Dan maar gewoon een route plannen. Links van het scherm krijg ik mogelijkheden om het karakter van mijn route te specificeren. Ik kan kiezen uit Dagelijks, Toeren, Racefiets, Mountain Bike, S-Pedelec en Kortste Route. Ook zijn er 2 knopjes die duidelijk aangeven of je een van-naar route of een rondrit wil plannen. Als laatste biedt het je de mogelijkheid een locatie te zoeken.

Laat ik niet te moeilijk beginnen en proberen een van-naar route te plannen. Ik kies voor de ‘Racefiets’ en ga op de kaart naar het beginpunt van mijn route. Ik klik op mijn linkermuisknop en…. er gebeurt niets! Nog een keer dan. Weer niets. Na wat zoeken en heen en weer appen met Ronald kom ik erachter dat je op je rechtermuisknop moet klikken. Nu krijg ik de mogelijkheid om te kiezen voor begin- of eindpunt. Dit lijkt een beetje op het gedrag van Komoot.

Bij de Naviki routeplanner moet je op je rechtermuisknop klikken om een Waypoint te kunnen zetten.

Nu eens kijken wat de planner doet als je een punt op de route pakt.
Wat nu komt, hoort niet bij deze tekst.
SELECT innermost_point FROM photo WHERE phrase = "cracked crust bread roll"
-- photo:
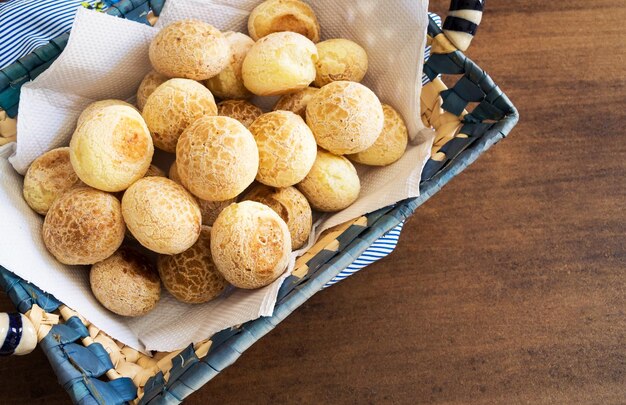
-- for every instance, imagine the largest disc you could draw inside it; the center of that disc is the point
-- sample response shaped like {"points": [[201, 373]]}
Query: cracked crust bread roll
{"points": [[279, 63], [345, 117], [296, 102], [83, 226], [155, 171], [217, 158], [209, 209], [126, 283], [340, 59], [228, 84], [49, 176], [112, 148], [390, 145], [189, 49], [241, 110], [191, 276], [283, 15], [250, 245], [332, 184], [287, 148], [172, 107], [161, 215], [291, 205], [95, 107], [147, 86]]}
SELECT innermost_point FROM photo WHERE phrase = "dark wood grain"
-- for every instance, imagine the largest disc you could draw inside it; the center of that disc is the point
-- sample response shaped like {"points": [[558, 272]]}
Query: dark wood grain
{"points": [[508, 286]]}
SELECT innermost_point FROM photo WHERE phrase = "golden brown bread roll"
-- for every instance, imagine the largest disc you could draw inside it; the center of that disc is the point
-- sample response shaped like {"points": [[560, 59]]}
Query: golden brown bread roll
{"points": [[228, 84], [191, 276], [209, 209], [250, 245], [390, 145], [241, 110], [111, 148], [296, 102], [172, 107], [340, 59], [147, 86], [287, 148], [217, 158], [154, 171], [161, 215], [83, 226], [283, 15], [126, 283], [292, 207], [279, 63], [49, 176], [332, 184], [189, 49], [345, 117]]}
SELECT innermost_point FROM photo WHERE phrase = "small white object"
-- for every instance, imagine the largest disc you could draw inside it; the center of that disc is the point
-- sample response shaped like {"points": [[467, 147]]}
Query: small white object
{"points": [[17, 334]]}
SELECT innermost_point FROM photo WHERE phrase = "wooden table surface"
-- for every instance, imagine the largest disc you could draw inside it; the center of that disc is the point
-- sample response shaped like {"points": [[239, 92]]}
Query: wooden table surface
{"points": [[508, 286]]}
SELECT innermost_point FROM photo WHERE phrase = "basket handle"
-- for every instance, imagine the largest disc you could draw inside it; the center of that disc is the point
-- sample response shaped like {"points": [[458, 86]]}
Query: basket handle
{"points": [[462, 21]]}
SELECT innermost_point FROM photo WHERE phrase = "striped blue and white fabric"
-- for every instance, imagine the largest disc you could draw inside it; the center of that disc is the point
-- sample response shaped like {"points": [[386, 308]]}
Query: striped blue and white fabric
{"points": [[28, 24], [378, 250], [387, 243]]}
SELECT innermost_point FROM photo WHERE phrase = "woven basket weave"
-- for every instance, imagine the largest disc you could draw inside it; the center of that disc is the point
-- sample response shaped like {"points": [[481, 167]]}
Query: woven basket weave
{"points": [[81, 354]]}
Ik kies hier uiteraard voor een route die ik ken, zodat ik kan controleren of de planner een logische route kiest. En dat doet de Naviki routeplanner dus niet. Hij stuurt me dwars door een woonwijk over 2 smalle bruggetjes, over een viaduct en over een landweg, waar Almere bol staat van de fietspaden.

Naviki heeft heel eigen ideeën bij een racefiets route

Dan maar even de andere opties proberen. ‘Dagelijks’ geeft al een betere route, door het volledig over een fietspad te plannen en zoveel mogelijk rechte lijnen aan te houden. Ik hoef niet dwars door een woonwijk. Nog steeds is het niet de route die ik zou fietsen. Dezelfde optie geeft hij ook bij ‘De Kortste Route’ en ‘Mountain Bike’. Bij ‘S-Pedelec’ houdt Naviki rekening met het feit dat je met zo’n fiets niet over het fietspad mag. Dat wordt wel een serieuze omweg. De ‘Toeren’ variant geeft het beste resultaat. Dit is de route die ik zelf zou kiezen. Juist voor de racefiets.

Naviki ‘Toeren’ lijkt het juiste alternatief te hebben

Nou ik dat heb uitgedokterd, ga ik een volgend punt op de route zetten. Dat lukt en Naviki kiest voor een redelijk logische route. Nog steeds met de optie ‘Toeren’. Nu zit er echter wel een stuk gravelpad in de route. Snel even checken met ‘Racefiets’ en daar blijkt de planner nog steeds een voorkeur te hebben voor wegen in plaats van fietspaden. Maar het stuk gravel wordt vermeden.

Nu maak ik een fout en wil ik het Waypoint verwijderen. Dat is jammer, dat kan dus niet. Je kunt het Waypoint wel verschuiven, maar niet verwijderen. Wel kun je een Waypoint invoegen. Dus ergens je route oppakken en verslepen naar een bepaald punt.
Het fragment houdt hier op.